お腹に4つの胃袋、特に第一胃という発酵タンク=熱源を抱える牛にとって暑さのダメージは人間以上で、夏はとてもとてもつらい季節です。毎日ミルクを作るために大量のエサを食べる搾乳牛では、24時間、体内発酵タンクもフル稼働です。
ドリーム牛舎にはインバーターファン(大型扇風機)が設置され爆風を送り続けていますが、ここ数年の“地球沸騰化”は設計時の想定を上回るものがあり、ファンだけでは牛の快適性を保つのが難しい時代になってしまいました。そこでこれに対処するため、歴代の学生が卒業論文で取り組んだり、牛のために自主的に設置してくれたりした、いくつかの対策を紹介します。

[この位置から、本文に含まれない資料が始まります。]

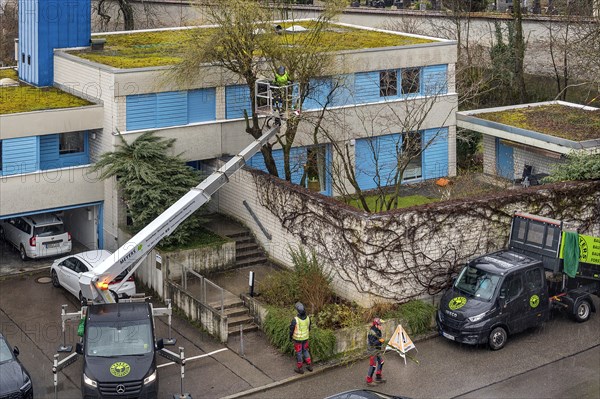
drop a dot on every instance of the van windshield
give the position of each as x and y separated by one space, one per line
119 338
477 283
49 230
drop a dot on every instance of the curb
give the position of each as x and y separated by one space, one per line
316 371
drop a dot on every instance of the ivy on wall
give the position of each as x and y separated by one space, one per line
412 252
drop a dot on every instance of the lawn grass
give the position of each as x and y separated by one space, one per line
557 120
403 202
147 49
25 98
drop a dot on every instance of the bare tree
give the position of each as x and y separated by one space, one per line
9 30
247 45
404 150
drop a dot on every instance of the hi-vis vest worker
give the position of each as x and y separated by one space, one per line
301 329
281 76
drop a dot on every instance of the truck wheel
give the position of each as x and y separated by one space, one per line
583 311
497 338
22 253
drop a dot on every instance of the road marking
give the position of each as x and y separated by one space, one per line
187 359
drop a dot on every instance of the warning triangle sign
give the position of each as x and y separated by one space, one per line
400 342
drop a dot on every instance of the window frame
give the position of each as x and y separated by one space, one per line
388 83
412 81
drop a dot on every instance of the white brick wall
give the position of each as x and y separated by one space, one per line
398 255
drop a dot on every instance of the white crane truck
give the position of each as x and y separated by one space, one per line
119 347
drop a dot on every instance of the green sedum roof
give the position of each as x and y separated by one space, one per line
556 120
147 49
25 98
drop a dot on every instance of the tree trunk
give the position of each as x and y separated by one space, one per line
128 15
519 51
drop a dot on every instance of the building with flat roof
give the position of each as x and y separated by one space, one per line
47 153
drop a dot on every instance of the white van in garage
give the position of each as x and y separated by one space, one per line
36 236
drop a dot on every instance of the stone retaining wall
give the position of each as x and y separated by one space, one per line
397 255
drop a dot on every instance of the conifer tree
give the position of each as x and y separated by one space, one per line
150 180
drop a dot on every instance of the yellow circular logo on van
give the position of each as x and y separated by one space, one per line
457 303
120 369
534 301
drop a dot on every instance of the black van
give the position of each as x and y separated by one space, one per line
498 294
119 351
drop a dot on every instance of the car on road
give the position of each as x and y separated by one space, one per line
36 236
15 381
66 271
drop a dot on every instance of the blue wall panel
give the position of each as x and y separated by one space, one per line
171 108
366 87
237 98
49 147
376 160
435 80
202 105
140 111
20 155
435 156
318 91
45 25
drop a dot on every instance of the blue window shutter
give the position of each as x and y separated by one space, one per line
171 108
297 162
376 160
435 155
366 87
20 155
344 87
435 80
319 89
141 111
237 98
49 146
202 105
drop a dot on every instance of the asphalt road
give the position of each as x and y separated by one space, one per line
558 360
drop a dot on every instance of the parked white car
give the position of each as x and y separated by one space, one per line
66 272
36 236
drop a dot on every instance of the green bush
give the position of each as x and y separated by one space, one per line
279 289
313 283
418 316
277 328
307 283
340 315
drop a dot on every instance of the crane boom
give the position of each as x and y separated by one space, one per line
131 253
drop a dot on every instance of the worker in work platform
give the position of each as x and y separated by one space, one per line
299 331
282 80
374 344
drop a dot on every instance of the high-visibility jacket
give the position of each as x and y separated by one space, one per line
282 80
301 329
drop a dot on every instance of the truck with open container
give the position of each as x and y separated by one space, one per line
545 266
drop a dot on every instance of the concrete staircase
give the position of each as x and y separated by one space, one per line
237 315
247 251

まず一つ目は、搾乳パーラーでの首元簡易散水です。令和2年度の2年生Kくんが卒業生Oさんの牧場を参考にして、なんと3,000円未満のローコストで作成してくれました。設置5年目の今夏も順調に稼働中で、“密です!”と言われそうなパーラーでの搾乳中も牛は快適そうな表情です。
二つ目は、同じ学年のTくん発案により初号機を設置した、フリーストール2つめの飲水槽、通称“コバヤシ水槽”です。搾乳牛のエリアには立派なステンレス水槽がありますが、給餌の後には毎回、水場を巡るオンナの戦いが勃発し、負傷者(牛)が出たこともありました。これに心を痛めた牛をこよなく愛するTくん、同級生Nさんの自宅牧場から酪農資材の空容器いただいてきたかと思ったら、校内にあった資材と組み合わせ、0円という超ローコストで簡易水槽を作成してくれたのです!この水槽はその後、数回の改造(失敗も含む)を経て今夏、ほぼ完成形の“黒若水槽”となりました。本家のステンレス水槽を凌ぐ人気を博しているこの水槽、ホースで水を入れる手間は必要ですが、牛たちの喜ぶ顔を見れば、そんな労力はたいしたものではありません。特に那須塩原で生まれ育ったシーちゃんに宇都宮の暑さは堪えるようで、毎夕の搾乳後、空いた時間をみはからって“水浴び”にやってきます。ここまで愛用してもらえるなら、来夏は牛用プールでも作ろうか…など妄想も膨らみます。
畜産学科では、これからもアニマルウェルフェアに配慮した“カイゼン”を続けていきます!